Validation sociale au niveau gestion

Validation sociale par l'ingénierie (CSCW)

Tableau 2.1 Ligne de partage entre les validations sociales du point de vue gestion et TCAO

L’ingénierie des instruments de coopération a pour rôle important de vérifier que des acteurs-types, dans la même classe de situation, sont potentiellement en mesure de mettre en œuvre le modèle d’activité et de représentation des connaissances qui est proposé, et que donc certains types idéaux de systèmes socio-organisationnels pourraient fonctionner autour de l’instrument. L’ingénierie par contre ne peut garantir qu’un système socio-organisationnel réel sur un terrain donné appartient bien aux types requis, ni bien évidemment que les acteurs passeront à l’acte dans le sens désiré.
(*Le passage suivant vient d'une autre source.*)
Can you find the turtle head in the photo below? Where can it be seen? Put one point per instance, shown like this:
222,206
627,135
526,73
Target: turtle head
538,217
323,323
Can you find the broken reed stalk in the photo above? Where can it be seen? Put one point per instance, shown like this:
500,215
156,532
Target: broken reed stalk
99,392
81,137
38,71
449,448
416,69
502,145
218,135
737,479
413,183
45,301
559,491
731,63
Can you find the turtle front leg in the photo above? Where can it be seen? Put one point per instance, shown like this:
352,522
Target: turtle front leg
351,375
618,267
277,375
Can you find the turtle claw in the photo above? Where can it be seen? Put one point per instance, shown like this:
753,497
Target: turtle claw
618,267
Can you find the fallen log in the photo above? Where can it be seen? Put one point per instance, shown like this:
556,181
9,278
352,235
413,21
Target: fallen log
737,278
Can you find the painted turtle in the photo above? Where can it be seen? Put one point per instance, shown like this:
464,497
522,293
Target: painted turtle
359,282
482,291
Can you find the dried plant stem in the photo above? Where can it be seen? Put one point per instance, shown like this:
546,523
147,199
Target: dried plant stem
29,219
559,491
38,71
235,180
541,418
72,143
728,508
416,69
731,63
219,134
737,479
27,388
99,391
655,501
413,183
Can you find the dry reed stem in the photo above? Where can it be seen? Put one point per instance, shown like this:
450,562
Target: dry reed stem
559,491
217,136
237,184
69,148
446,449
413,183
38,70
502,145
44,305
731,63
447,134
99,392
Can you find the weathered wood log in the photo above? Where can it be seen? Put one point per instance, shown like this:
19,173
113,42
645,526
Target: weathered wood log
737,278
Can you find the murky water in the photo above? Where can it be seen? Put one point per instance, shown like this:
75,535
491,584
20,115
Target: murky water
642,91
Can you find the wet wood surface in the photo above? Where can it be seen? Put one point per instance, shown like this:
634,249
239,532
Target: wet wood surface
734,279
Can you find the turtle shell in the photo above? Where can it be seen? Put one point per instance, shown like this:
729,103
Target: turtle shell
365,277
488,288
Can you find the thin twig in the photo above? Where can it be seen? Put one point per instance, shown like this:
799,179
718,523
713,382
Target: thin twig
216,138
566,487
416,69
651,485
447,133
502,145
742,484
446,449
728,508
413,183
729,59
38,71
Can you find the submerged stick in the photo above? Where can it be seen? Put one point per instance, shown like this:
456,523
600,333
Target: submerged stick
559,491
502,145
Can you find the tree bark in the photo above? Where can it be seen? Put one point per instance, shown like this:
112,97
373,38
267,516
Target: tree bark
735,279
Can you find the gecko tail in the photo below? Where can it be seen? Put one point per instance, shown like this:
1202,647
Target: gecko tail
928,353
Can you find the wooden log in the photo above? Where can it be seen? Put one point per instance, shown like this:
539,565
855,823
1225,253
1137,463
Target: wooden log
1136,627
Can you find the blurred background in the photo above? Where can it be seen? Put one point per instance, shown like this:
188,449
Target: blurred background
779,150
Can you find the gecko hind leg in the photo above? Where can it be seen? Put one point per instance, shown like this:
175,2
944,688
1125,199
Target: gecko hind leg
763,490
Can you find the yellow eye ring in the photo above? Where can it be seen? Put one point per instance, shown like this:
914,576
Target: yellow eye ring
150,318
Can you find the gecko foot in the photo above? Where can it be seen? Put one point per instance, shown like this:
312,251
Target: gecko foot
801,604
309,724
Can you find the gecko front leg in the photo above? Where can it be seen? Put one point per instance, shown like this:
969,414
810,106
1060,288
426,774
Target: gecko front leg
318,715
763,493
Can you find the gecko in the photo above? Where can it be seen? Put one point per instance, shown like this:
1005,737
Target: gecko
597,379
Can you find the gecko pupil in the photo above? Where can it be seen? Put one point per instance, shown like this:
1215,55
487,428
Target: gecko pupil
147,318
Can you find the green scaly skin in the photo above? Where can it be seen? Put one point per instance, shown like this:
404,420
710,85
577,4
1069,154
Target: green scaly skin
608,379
Par exemple, lors de l’expérimentation du système Agora (cf. chapitre 1), il fut décidé par le management une règle de gestion selon laquelle, dans le processus normal et obligatoire de déclaration de tout nouveau projet R&D au niveau de l’ensemble du groupe, il devait figurer dès le début l’inscription des données minimum sur le projet (titre, résumé en une langue, au moins un thème…) dans la base Agora, ce qui était peu contraignant. La possibilité était donnée, sans obligation, de revenir ensuite pour augmenter la description thématique donc l’exposition du projet, donc augmenter les possibilités d’échange entre contributeur et offreur de projet, et donc dynamiser les coopérations médiatisées par l’outil. La multi-indexation sur la carte était donc offerte de façon facultative. Cet aspect peu contraignant était fondamental d’un point de vue managérial. Il fallait que ce soit une démarche dans laquelle les acteurs s’engagent librement et qu’ils ne ressentent pas comme contraignante, en comprenant d’eux-mêmes éventuellement ensuite qu’ils pouvaient se l’approprier davantage et ainsi développer une meilleure relation « client-fournisseur » autour de leur projet.
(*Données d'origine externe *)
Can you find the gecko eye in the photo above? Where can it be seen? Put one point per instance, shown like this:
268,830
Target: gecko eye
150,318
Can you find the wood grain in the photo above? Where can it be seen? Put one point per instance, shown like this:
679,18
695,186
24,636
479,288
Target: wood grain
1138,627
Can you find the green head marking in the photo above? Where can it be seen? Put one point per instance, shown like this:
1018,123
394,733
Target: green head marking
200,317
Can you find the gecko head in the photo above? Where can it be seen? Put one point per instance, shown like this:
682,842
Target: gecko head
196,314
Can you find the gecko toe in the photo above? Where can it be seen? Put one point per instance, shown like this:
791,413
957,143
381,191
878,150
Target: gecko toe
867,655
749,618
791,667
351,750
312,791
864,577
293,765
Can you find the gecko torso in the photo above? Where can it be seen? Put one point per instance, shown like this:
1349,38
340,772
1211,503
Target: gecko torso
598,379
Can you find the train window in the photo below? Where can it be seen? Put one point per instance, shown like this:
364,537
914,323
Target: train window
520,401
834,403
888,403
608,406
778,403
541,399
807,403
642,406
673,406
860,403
Ces règles de gestion qui ont contribué dans une certaine mesure au succès du système ne sont en rien dues à l’ingénierie. Par contre, nous avions introduit à cette occasion au niveau de l’informatique des prises sous forme de contrôles et des indicateurs (compteur du nombre de thèmes par projet et par point de vue, coloration particulière des opérations obligatoires restant à faire vs des opérations facultatives conseillées, etc.) permettant indirectement d’inciter à cette amélioration de la relation client-fournisseur. C’est ce que nous voulons dire, dans le quadrant 3 du tableau 2.1 ci-dessus, quand nous parlons de « compléter l’instrument pour qu’il joue un rôle de déclic » pour assister le groupe dans l’appropriation technique de l’activité interactionnelles médiatisée.

La question que nous nous poserons dans la suite est d’établir comment nous pouvons valider l’instrument de nous proposons (modèle d’activité instrumentée et outil collecticiel implémentant ce modèle) dans un fonctionnement social:

du point de vue de notre positionnement disciplinaire en ingénierie, en particulier en référence au TCAO,

sans entrer pour autant dans un positionnement de sciences de gestion.

Le principe de notre réponse est que l’ingénierie doit organiser ses méthodes de validation de façon à s’assurer que son contrat est rempli dans les cas qui relèvent de sa compétence, c’est à dire avec l’objectif que l’utilisation de ses systèmes débouche sur les cas des quadrants 1 et 2 du tableau 2.1 ci-dessus7.

Dans la suite, nous nous situerons à l’intérieur du cadre que nous venons de tracer, c’est à dire que chercherons des moyens, par l’expérimentation de terrain et en laboratoire, de valider socialement le modèle d’activité instrumentée que nous proposons.